Tasarımı iş yerinde ve bir ustanın yanında öğrenirsiniz.

Başarılı olacağınıza olan inancımı tekrar eder, saygılar sunarım.

@Nihat Çınar

Nihat bey, iyi dileklerinize ve takdir duygularınıza teşekkür ederim.

Sizin gibi düşünenler bana güç, kuvvet ve moral veriyor.
Faydalı olduğumuzu gördükçe daha istekle yardımcı olmaya çalışıyoruz ve bildiklerimizi paylaşıyoruz.

Teşekkür eder, başarılar dilerim.
 
Kayıt
21 Ekim 2008
Mesaj
15
Tepki
0
Grafikerlikte usta çırak ilişkisi nasıl olmalı, alaylı mektepli ilişkisi nasıl olmalı ?

Hocam Yazdığınız yazılar gerçekten güzel olmuş herkes kendisine göre yorumda bulunmuş onlarda sizde kendize göre haklısınız. Yalnız konu başlığımızda usta çırak ilişkisi yazıyor biz türkiyedeki iş düzeyinden tutun üniversiteleri felan .... Hocam bence burda kim ne konuşursa konuşsun Sonuçta konuşulan konu türkiye olduğu sürece konuşulanlar her zaman havada kalıyor. Bizim toplumumuz bilgiye değil paraya aç bir toplum . Artık meslek dalı diye birşey yok. Eğer elin klavye tutar ve sağlam bir tanığın var ise en baba yerlerde müdürlük alabilirsin . Ama olayın derinlerine indiğinde o şahısın yaptığı işler kendine ait değil ustaların çalınmış eserleridir. Peki bu nedemektir Ustalarda istemeden dahi olsa kendi kuyularını kazması demektir. Sonucta Kendi emeğini ona vererek iyilik değil kendi mesleğini öldürmüş oluyor. Bu sayede herkes grafiker olmuş oluyor... Oyüzden bence bu konu ne kadar tartışılırsa tartışılsın değişen hiç birşey olamaz.

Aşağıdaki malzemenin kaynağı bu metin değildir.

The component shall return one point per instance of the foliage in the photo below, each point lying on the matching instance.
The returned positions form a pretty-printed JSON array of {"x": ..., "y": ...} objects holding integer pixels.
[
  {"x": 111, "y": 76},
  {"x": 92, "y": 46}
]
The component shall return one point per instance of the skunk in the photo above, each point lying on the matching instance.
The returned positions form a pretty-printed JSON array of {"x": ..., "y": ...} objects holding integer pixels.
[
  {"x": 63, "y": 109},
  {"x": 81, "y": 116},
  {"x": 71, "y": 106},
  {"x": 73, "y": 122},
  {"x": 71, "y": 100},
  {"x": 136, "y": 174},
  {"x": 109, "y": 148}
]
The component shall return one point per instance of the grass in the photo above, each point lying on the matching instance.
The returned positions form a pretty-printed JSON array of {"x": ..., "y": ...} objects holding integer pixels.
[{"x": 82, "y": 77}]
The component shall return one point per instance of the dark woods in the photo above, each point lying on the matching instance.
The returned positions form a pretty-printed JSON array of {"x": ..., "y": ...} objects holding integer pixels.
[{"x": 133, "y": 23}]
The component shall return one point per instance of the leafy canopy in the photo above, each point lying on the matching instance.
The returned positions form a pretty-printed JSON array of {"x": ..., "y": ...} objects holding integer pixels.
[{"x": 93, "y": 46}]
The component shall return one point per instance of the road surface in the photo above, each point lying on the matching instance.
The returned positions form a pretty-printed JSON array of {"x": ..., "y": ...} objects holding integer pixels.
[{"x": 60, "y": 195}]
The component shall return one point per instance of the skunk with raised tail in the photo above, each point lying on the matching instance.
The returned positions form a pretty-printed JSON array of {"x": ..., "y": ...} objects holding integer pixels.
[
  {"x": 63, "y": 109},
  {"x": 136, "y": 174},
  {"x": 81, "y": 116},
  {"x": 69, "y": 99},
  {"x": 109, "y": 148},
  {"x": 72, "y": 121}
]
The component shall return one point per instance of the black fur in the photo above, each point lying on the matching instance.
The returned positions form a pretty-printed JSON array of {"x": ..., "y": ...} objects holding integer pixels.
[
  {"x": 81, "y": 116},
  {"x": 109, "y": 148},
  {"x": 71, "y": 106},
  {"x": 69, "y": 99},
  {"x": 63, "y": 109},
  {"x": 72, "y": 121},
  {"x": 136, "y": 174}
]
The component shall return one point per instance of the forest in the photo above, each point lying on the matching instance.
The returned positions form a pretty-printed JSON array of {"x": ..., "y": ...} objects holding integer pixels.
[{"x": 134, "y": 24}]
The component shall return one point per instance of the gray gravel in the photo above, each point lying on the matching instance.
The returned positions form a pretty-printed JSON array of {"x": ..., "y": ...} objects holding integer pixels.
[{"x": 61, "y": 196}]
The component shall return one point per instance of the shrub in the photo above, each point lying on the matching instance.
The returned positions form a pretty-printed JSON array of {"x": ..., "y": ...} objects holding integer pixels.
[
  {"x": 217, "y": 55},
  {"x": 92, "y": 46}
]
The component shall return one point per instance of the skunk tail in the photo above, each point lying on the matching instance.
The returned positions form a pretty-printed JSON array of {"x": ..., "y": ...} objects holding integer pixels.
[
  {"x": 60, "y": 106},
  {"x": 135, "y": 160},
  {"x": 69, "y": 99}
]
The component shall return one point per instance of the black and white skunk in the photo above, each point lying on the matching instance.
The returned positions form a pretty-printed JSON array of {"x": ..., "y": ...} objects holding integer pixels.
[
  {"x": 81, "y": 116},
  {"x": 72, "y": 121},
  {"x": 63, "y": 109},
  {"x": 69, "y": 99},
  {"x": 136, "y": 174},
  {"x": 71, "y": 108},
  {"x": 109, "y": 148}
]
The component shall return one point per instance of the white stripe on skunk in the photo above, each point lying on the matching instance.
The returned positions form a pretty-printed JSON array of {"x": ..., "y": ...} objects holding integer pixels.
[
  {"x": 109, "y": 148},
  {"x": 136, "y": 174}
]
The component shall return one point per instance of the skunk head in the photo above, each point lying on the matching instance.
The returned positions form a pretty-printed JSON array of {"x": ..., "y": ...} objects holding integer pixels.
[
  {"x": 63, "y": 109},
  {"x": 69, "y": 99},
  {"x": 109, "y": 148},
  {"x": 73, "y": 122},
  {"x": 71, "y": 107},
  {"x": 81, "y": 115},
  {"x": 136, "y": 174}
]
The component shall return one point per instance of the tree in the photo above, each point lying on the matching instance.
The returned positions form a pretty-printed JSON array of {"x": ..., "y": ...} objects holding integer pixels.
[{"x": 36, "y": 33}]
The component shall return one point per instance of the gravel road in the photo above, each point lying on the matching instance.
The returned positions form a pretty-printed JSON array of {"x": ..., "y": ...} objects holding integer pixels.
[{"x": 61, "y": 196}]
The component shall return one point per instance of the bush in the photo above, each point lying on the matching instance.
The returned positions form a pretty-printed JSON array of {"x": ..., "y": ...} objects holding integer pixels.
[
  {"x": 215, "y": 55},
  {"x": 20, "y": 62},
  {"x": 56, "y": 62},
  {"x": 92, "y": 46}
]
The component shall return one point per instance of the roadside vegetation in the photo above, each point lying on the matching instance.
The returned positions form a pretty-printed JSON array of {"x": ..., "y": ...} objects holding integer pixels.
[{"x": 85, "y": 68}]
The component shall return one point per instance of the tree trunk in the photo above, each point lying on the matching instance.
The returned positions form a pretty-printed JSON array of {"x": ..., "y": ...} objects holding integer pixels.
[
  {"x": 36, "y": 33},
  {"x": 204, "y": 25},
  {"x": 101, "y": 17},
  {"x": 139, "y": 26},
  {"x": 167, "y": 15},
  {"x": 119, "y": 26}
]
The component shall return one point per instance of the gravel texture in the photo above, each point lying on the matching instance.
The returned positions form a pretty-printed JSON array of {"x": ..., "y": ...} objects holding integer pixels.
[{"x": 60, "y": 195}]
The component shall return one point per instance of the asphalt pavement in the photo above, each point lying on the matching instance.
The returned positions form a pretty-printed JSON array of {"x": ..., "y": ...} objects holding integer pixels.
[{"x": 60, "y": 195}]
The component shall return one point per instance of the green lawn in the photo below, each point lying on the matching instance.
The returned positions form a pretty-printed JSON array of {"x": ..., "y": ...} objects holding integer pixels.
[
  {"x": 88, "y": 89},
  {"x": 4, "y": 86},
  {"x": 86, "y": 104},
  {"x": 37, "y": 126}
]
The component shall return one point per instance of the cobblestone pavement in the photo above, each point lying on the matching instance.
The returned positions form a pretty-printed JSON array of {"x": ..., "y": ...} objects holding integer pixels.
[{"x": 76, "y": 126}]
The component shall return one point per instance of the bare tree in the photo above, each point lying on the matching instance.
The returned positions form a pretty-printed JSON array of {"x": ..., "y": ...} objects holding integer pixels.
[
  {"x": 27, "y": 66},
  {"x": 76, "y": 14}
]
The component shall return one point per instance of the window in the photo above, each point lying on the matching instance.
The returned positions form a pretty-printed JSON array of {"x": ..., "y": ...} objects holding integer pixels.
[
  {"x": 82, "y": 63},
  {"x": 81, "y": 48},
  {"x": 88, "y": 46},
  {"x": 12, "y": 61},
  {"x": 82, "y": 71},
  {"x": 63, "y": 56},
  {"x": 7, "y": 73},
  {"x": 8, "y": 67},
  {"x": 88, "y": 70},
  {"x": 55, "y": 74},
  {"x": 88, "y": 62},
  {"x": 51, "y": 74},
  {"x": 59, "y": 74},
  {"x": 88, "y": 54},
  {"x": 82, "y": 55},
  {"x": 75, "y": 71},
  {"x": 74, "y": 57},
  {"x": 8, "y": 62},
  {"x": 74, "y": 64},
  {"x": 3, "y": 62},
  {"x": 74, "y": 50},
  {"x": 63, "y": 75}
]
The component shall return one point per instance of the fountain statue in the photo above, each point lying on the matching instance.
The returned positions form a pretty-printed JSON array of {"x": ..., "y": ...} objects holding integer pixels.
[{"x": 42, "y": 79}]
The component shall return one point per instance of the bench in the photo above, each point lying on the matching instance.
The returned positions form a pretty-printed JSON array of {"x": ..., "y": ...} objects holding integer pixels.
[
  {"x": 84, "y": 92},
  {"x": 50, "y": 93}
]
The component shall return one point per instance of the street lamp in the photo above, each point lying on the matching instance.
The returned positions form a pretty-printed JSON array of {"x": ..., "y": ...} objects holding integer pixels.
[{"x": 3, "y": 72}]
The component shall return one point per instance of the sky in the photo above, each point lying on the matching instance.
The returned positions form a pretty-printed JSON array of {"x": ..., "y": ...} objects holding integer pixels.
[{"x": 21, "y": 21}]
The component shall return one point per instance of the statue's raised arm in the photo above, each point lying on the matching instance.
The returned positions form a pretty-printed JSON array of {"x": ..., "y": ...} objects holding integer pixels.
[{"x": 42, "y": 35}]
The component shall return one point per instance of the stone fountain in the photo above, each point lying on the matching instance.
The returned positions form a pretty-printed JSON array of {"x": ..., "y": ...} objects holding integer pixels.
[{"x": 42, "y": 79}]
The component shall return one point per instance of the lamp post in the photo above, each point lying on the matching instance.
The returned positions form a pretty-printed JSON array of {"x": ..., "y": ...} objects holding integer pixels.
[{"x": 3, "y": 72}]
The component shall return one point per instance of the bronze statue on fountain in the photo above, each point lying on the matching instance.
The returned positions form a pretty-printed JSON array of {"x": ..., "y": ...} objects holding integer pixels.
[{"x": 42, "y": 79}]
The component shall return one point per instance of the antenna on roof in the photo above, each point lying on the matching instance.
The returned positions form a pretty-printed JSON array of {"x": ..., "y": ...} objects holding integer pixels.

Hocam en basitinden bir kurul kurulsa turkiyede bu kurulun onayı olmadan grafikerler iş bulamasa sizce kaç kiş profesyonel olarak ordan iş bulur. Bence işin rengi değişmez parayı basan usta olur parası olmayanda tanıdıkları sayesinde usta olur.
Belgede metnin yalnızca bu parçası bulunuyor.